B. For which there is at least a very small risk as determined by current scientific practices or statistical methods, that some combination of the information, a request for the information, and other available data sources could be used to deduce the identity of an individual.

Paragraph (1)(A) includes biomedical, behavioral, clinical or other research including research on mental health and research on the use and effect of alcohol and other psychoactive drugs. 

Under Federal law, a CoC allows an investigator and others who have access to research records to refuse to disclose identifying information on research participants in any civil, criminal, administrative, legislative, or other proceeding, whether at the federal, state, or local level. By protecting researchers and institutions from being compelled to disclose information that would identify research subjects, Certificates of Confidentiality help achieve the research objectives and promote participation in studies by helping assure confidentiality and privacy to participants.

Whether or not a CoC is necessary depends on the sensitivity of the research data and the potential impact it may have on subjects should it be disclosed (e.g., potential damage to their financial standing, employability, insurability, or reputation). Examples of sensitive research data include:

  • Genetic Information
  • Information of psychological well-being of participants
  • Information on participants' sexual attitudes, preferences or practices
  • Data on substance abuse or other illegal risk behaviors

The Certificates, however, do not exempt investigators from performing ethical research nor do they allow investigators to abdicate the responsibility to act in the public good. 

Therefore, investigators are required to include a statement in the consent form that alerts potential subjects of the legal and ethical mandate compelling researchers to report certain criteria. 

The IRB is required to determine whether the risks to subjects are minimized, informed consent is appropriate, and privacy and confidentiality protections are adequate. 

Effective December 13, 2016, DHHS enacted new provisions that automatically provide a Certificate of Confidentiality for any study funded by the Federal government (except the Department of Justice) that will collect identifiable sensitive information. No application for a Certificate of Confidentiality is required and no Certificate will be provided by the NIH. 

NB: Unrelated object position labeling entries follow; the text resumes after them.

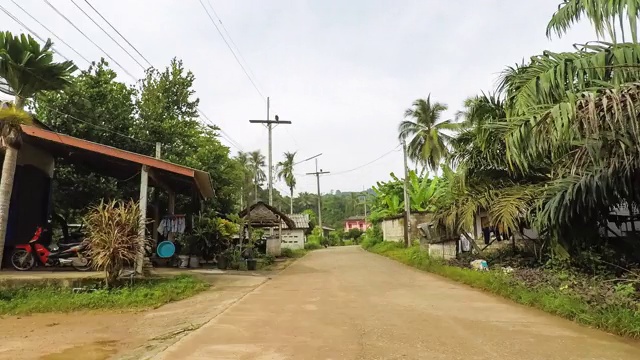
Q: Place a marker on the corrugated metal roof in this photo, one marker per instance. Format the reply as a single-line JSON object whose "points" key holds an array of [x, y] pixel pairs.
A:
{"points": [[301, 220]]}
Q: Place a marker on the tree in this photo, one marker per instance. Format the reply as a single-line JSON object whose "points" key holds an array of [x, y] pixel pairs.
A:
{"points": [[247, 178], [107, 111], [27, 68], [604, 15], [256, 163], [427, 135], [285, 172]]}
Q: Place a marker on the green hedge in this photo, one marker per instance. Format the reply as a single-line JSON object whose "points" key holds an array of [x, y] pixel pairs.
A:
{"points": [[617, 319]]}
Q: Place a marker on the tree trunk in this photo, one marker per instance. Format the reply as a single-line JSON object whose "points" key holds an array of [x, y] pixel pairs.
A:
{"points": [[6, 188], [291, 201], [19, 102], [255, 195]]}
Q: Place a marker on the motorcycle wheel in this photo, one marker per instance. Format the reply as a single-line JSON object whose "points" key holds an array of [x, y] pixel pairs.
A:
{"points": [[82, 264], [22, 260]]}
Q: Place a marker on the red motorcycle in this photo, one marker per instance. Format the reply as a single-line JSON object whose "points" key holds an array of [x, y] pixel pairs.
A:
{"points": [[73, 254]]}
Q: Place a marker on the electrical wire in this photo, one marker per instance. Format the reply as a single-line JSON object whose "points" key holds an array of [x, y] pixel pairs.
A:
{"points": [[50, 31], [364, 165], [231, 49], [232, 42], [90, 40], [9, 14], [109, 35], [118, 32]]}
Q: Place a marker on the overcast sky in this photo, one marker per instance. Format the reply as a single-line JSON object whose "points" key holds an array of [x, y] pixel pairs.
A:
{"points": [[342, 71]]}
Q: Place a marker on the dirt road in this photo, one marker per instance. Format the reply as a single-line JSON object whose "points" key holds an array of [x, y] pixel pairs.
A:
{"points": [[345, 303]]}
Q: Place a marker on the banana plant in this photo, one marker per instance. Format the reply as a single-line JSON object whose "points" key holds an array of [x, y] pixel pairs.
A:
{"points": [[422, 192]]}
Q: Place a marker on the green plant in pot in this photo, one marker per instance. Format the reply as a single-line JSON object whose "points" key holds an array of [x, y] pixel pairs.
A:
{"points": [[225, 258], [183, 254]]}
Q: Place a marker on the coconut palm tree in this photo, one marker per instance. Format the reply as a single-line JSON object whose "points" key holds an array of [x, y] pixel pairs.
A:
{"points": [[604, 15], [26, 68], [427, 135], [247, 177], [256, 163], [285, 172]]}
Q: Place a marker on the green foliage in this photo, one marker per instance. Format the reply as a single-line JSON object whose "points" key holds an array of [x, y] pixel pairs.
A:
{"points": [[427, 135], [112, 234], [372, 237], [28, 68], [315, 237], [312, 246], [162, 109], [617, 317], [142, 294]]}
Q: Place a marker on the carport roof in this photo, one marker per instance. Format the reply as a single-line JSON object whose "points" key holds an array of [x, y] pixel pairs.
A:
{"points": [[118, 163]]}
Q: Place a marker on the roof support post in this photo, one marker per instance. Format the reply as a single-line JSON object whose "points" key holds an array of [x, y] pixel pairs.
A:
{"points": [[144, 185]]}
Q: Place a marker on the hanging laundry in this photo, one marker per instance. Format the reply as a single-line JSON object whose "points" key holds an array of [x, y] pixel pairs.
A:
{"points": [[486, 233]]}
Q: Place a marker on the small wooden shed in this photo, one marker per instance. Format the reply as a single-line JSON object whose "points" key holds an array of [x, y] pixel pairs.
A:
{"points": [[261, 215]]}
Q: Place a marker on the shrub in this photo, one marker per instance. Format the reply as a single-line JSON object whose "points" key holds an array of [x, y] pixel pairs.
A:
{"points": [[312, 246], [113, 237], [286, 252]]}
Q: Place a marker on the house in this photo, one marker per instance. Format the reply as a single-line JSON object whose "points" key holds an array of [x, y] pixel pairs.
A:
{"points": [[262, 215], [356, 222], [295, 238], [393, 227], [30, 203]]}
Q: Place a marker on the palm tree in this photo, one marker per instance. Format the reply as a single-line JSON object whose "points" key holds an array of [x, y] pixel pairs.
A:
{"points": [[604, 15], [427, 135], [26, 69], [285, 172], [256, 163], [247, 177]]}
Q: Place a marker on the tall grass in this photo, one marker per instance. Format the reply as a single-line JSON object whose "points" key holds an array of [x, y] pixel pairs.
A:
{"points": [[617, 319], [148, 293]]}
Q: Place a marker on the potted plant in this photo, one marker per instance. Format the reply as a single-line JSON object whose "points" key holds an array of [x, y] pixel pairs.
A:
{"points": [[224, 258], [183, 255]]}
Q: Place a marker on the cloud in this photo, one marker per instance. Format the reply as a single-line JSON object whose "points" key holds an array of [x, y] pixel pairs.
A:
{"points": [[342, 71]]}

You must know your funding source to determine if and how you obtain a

CoC.  For more information refer to https://era.nih.gov/files/Cert_Confidentiality_Ext_userguide.pdf

Researchers working on eligible human subjects research projects can use the Online Certificate of Confidentiality System to request a Certificate of Confidentiality (CoC) from NIH.

For Non-NIH, Federally-Funded Research:

Several non-NIH HHS agencies, including CDC, FDA, HRSA,  SAMHSA, and the Department of Justice issue Certificates of Confidentiality (CoCs). If your research is funded by one of these agencies or is operating under the authority of the FDA, please contact the Certificate Coordinators at the funding agency to determine how to obtain a CoC.   Requests for Certificates should be submitted at least three months prior to the date on which you expect to begin enrollment of research.


If your research is funded by an HHS agency, other than NIH, CDC, FDA, HRSA or SAMHSA, that do not issue CoCs, you may request a Certificate of Confidentiality for specific health-related projects using sensitive, identifiable information, using the NIH online system. NIH issues CoCs on behalf of these HHS agencies.  These requests usually take less than a week to receive approval. 

The CoC protections begin upon the date of the certificate approval.  Therefore, the IRB-HSR will not open a study to enrollment until it has received the approval for the CoC for a study not funded by the NIH that has a CoC automatically granted.